Law Society objects to onus of proof reversal

Proposed changes to Queensland’s Transport Operations Act on dangerous good carriage queried

Law Society objects to onus of proof reversal
The Law Society has raised issues with a Queensland Parliamentary committee

The Queensland Law Society has raised worries about about reversal of the onus on proof in proposed dangerous goods carriage reforms.

The State Government proposes a change the Transport Operations (Road Use Management) Act 1995 to prohibit the carriage of a placard load of dangerous goods through tunnels.

Of concern is that the onus of proof is reversed in proposed s84A(3):

"(3) In the absence of proof to the contrary— (a) a motor vehicle is proved to be carrying a placard load if there is evidence of a placard placed on the vehicle or on a thing carried by the vehicle; and

"(b) a placard load prohibited sign at or before the entrance to a tunnel is taken to be clearly visible to a person entering the tunnel."

The Government points to enforcement issues as a reason for this aspect of the change.

"It is very difficult for enforcement patrols to be effective in tunnel environments where there are high volumes of traffic and no physical space to stop vehicles," it says in amendment’s explanatory notes.
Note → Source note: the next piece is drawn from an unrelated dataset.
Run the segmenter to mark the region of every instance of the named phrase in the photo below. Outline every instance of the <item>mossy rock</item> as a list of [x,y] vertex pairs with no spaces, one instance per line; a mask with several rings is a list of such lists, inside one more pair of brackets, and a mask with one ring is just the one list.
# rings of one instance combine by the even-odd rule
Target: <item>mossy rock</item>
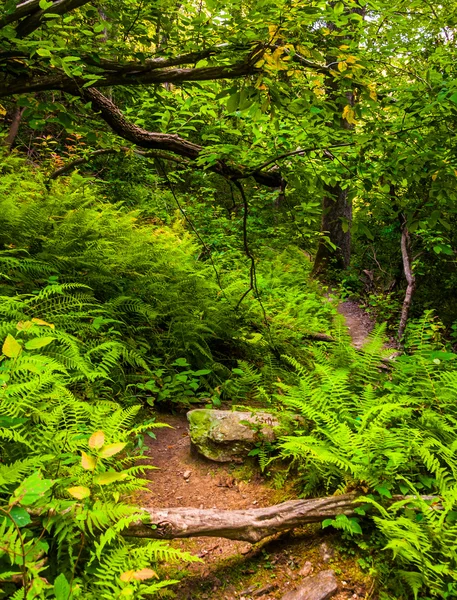
[[217,462],[241,462],[262,440],[276,439],[277,417],[266,412],[195,409],[187,413],[199,454]]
"As such, it is considered that camera-detection of these offences, based on the presence of a dangerous goods placard, is the most effective method."

In expanding on the issue the notes do touch on some defences.
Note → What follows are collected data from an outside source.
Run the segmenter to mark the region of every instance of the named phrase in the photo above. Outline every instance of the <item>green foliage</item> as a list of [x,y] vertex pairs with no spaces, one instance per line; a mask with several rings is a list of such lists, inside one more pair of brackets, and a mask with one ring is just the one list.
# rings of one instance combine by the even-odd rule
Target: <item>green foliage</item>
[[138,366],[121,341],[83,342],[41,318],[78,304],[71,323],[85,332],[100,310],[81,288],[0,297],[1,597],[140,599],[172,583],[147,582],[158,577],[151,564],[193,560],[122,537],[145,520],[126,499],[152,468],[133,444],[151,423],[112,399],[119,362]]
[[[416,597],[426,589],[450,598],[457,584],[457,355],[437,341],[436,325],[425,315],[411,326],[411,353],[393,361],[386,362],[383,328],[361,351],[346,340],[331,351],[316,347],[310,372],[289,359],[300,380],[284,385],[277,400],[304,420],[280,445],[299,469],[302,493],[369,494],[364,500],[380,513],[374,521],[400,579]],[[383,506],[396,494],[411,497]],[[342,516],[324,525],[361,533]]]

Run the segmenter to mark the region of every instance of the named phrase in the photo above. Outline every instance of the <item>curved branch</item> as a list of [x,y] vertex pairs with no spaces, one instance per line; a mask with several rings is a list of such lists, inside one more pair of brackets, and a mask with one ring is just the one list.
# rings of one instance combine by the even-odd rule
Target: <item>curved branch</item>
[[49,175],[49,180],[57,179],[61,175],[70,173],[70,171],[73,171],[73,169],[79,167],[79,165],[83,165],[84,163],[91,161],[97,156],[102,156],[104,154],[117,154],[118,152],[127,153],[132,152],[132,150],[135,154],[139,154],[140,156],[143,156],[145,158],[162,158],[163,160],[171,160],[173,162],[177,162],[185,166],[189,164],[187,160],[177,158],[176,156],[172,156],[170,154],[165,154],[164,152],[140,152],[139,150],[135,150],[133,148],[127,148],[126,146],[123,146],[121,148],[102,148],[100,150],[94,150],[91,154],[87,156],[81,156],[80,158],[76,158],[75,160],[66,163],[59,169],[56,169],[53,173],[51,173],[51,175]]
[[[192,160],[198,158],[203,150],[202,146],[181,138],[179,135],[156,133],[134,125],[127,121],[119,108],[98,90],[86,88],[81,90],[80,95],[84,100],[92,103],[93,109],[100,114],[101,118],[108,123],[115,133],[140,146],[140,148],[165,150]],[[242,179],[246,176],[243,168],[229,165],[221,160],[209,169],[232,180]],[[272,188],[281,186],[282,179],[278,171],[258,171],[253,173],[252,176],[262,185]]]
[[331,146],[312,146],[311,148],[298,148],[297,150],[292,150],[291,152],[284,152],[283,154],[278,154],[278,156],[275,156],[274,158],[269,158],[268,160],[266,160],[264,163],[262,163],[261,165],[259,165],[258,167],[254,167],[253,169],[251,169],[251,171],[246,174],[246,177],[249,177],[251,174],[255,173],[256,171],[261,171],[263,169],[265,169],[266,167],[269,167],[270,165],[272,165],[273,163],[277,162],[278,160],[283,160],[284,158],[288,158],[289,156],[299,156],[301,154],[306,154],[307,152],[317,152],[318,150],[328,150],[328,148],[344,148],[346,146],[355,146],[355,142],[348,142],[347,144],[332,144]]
"The matter to be proved (whether a vehicle is carrying dangerous goods) is peculiarly within the defendant's knowledge, as the driver of a vehicle is in the best position to know whether their vehicle is or is not carrying dangerous goods," they say.

"Given the nature of dangerous goods, it is very difficult for enforcement officers on the roadside to test whether a vehicle is carrying dangerous goods. Even if a vehicle is suspected of carrying dangerous goods, it would often require technical or forensic experts to be able to determine whether the goods being carried are dangerous goods and the engagement of these experts would incur considerable expense.

"A defendant is able to produce evidence during the enforcement or prosecution phase to prove that they were not carrying dangerous goods (including transport documentation showing that the goods had already been delivered). An infringement notice would not be issued or a prosecution would not proceed if the evidence supported the defendant's assertions."

But the Law Society remains unconvinced.

"The Society is concerned with the reversal of the onus in criminal law legislation, noting it appears to be an ineffective process by which all potential defendants are notified, and then would need to show that they did not fall foul of the legislation at the time," it says in its submission to the Queensland Parliament’s Transport Housing and Local Government Committee.

"We consider that stating it would be difficult to enforce within tunnels (noting that such measures can equally be taken at the exit points of tunnels), or expensive for the state to prove its case is not sufficient justification for reversing the onus.

"This proposal appears to be a way of relying on cameras together with a reverse onus to replace traditional policing enforcement methods, but at the expense of traditional rights as they should apply in criminal matters."

The committee will hold a public hearing on May 21 and will table its response on June 30.